8) "DANGLING MAN" (1971-72) - Prince Charles, frustrated at how life as heir to the throne constantly works to stamp out his personality, makes a secret visit to his great-uncle and great-aunt, the Duke and Duchess of Windsor, at their chateau in France. But he discovers the Duke is dying and in frail health. Will the Queen be able to reconcile with the Duke before he dies? Also, the then-unmarried polo groupie Camilla Shand (who will in 2005 ultimately become the Duchess of Cornwall as Charles's 2nd wife) attracts Charles's attention.
9) "IMBROGLIO" (1970?-73) - Ted Heath becomes Prime Minister as the Conservatives win election, but the queen finds him stuffy and uncommunicative. Prince Charles is confronted by his family about his romantic relationship with Camilla Shand, whom his mother considers an unsuitable possibility as his future queen consort.
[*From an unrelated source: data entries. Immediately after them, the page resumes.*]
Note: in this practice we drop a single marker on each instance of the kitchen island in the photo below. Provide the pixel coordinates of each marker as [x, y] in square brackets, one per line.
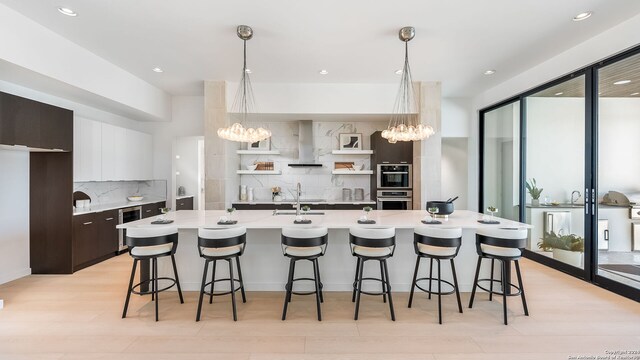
[264, 268]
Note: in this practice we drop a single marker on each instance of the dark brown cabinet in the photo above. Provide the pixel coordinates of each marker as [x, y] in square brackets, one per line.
[34, 124]
[184, 203]
[387, 153]
[108, 234]
[85, 240]
[150, 210]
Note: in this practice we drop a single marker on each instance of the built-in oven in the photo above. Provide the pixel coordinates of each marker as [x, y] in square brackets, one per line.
[124, 216]
[394, 176]
[394, 199]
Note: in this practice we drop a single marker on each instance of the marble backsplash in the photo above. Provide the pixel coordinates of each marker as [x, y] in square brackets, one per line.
[317, 182]
[108, 192]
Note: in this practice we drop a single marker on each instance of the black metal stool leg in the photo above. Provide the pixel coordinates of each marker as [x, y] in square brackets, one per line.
[133, 274]
[316, 271]
[455, 284]
[202, 287]
[439, 292]
[359, 288]
[288, 287]
[155, 282]
[244, 297]
[175, 273]
[384, 292]
[524, 300]
[388, 286]
[413, 283]
[355, 281]
[491, 281]
[430, 275]
[505, 263]
[233, 293]
[475, 282]
[213, 281]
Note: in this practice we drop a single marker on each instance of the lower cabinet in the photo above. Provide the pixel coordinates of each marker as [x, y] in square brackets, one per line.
[184, 203]
[150, 210]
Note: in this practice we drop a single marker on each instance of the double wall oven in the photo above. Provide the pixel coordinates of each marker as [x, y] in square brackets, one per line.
[394, 187]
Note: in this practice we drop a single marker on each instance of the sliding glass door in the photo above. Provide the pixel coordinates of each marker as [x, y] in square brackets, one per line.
[555, 171]
[618, 130]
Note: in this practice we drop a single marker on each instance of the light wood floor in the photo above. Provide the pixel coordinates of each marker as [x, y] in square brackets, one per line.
[78, 317]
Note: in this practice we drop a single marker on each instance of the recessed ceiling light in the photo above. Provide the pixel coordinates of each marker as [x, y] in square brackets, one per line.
[67, 11]
[582, 16]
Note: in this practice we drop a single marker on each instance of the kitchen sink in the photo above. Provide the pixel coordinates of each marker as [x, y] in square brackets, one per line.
[293, 212]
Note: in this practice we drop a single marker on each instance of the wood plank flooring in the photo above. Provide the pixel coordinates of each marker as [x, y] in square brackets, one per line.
[78, 317]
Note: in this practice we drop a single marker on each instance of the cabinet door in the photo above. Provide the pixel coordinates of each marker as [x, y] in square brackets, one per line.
[20, 121]
[184, 204]
[56, 128]
[85, 239]
[87, 154]
[108, 234]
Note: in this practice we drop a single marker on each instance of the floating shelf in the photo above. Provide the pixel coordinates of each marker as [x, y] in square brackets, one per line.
[352, 152]
[259, 172]
[352, 172]
[258, 152]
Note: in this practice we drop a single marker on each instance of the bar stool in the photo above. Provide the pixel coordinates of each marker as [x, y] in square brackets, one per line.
[504, 245]
[221, 244]
[372, 244]
[150, 243]
[439, 244]
[304, 243]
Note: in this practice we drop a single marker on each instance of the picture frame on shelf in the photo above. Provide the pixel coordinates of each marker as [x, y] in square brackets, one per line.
[263, 145]
[350, 141]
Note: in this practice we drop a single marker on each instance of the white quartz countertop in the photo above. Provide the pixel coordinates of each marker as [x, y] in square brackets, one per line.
[116, 205]
[334, 219]
[292, 202]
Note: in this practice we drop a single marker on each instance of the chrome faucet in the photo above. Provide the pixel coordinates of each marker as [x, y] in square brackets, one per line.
[577, 198]
[298, 192]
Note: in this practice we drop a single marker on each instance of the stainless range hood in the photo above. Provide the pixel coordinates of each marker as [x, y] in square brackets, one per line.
[305, 145]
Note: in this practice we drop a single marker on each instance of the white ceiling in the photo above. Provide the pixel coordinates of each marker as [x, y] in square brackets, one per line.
[355, 40]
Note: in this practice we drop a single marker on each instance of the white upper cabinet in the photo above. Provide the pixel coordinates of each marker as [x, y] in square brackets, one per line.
[104, 152]
[87, 142]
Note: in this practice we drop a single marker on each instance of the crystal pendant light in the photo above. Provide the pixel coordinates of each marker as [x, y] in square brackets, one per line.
[243, 104]
[404, 124]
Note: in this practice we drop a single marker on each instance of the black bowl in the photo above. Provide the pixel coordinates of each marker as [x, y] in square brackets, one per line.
[444, 208]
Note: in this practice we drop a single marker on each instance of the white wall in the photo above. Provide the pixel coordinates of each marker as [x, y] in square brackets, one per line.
[454, 171]
[14, 215]
[187, 119]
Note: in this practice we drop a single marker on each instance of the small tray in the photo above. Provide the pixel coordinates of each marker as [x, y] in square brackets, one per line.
[229, 222]
[161, 222]
[489, 222]
[431, 222]
[370, 221]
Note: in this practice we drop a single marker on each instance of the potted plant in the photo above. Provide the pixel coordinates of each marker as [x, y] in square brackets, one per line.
[534, 191]
[566, 248]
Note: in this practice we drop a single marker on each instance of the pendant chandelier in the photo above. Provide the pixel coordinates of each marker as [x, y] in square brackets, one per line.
[404, 124]
[243, 104]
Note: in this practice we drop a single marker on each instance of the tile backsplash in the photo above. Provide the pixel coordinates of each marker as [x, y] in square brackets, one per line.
[108, 192]
[317, 182]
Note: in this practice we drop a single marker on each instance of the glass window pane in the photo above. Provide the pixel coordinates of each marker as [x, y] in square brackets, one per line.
[501, 160]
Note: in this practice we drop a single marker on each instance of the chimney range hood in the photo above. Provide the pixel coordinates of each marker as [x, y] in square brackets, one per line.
[305, 145]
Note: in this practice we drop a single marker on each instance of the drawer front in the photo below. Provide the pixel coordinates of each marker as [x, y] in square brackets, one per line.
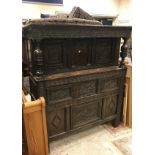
[86, 88]
[109, 84]
[59, 93]
[85, 113]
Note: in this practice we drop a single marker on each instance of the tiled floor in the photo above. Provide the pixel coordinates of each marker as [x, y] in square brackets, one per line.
[100, 140]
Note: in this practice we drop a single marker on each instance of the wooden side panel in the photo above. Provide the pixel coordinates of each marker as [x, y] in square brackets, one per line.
[35, 127]
[56, 122]
[109, 106]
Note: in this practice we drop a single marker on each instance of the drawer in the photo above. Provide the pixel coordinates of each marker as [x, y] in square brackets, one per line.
[109, 84]
[59, 93]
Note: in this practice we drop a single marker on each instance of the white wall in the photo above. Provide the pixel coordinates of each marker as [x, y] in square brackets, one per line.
[107, 7]
[125, 12]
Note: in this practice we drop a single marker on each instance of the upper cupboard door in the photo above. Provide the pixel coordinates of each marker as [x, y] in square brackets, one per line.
[106, 51]
[54, 54]
[80, 53]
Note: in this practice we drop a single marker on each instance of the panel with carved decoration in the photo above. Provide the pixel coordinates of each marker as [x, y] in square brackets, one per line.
[59, 93]
[85, 113]
[87, 88]
[109, 84]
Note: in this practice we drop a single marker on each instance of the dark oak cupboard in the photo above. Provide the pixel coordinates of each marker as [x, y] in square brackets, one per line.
[75, 67]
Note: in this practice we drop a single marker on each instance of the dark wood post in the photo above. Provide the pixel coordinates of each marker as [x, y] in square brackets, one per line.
[38, 59]
[123, 54]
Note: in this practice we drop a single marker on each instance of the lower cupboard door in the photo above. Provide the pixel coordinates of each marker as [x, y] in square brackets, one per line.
[55, 122]
[85, 113]
[109, 106]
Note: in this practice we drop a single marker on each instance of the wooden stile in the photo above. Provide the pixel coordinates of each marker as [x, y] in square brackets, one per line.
[35, 127]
Meanwhile, Princess Anne has an affair with Charles's polo rival, Major Andrew Parker-Bowles... who also attracts Camilla's romantic attentions...
10) "CRI DE COEUR" (1973-77) - With her marriage on the brink of collapse, Princess Margaret finds solace with a new and much younger love, a gardening-loving baronet's son Roddy Llewellyn, which causes hysterical headlines when the two travel together to her seaside vacation home in the Caribbean. Harold Wilson is returned to power as Prime Minister in 1974, but he has secret news about himself for the Queen. And in 1977, with the economy continuing to stagnate, the Queen prepares for her Silver Jubilee and wonders whether her reign has had any meaning.
(I should note that somewhere in here--I can't tell if it's in episode 5, 6, or 7--Prince Philip gets the family involved in a BBC TV documentary about their life called "Royal Family," which is meant to make them more relatable to the Queen's subjects and does cause a national sensation when it is aired in June of 1969, but does not make the Queen very happy.)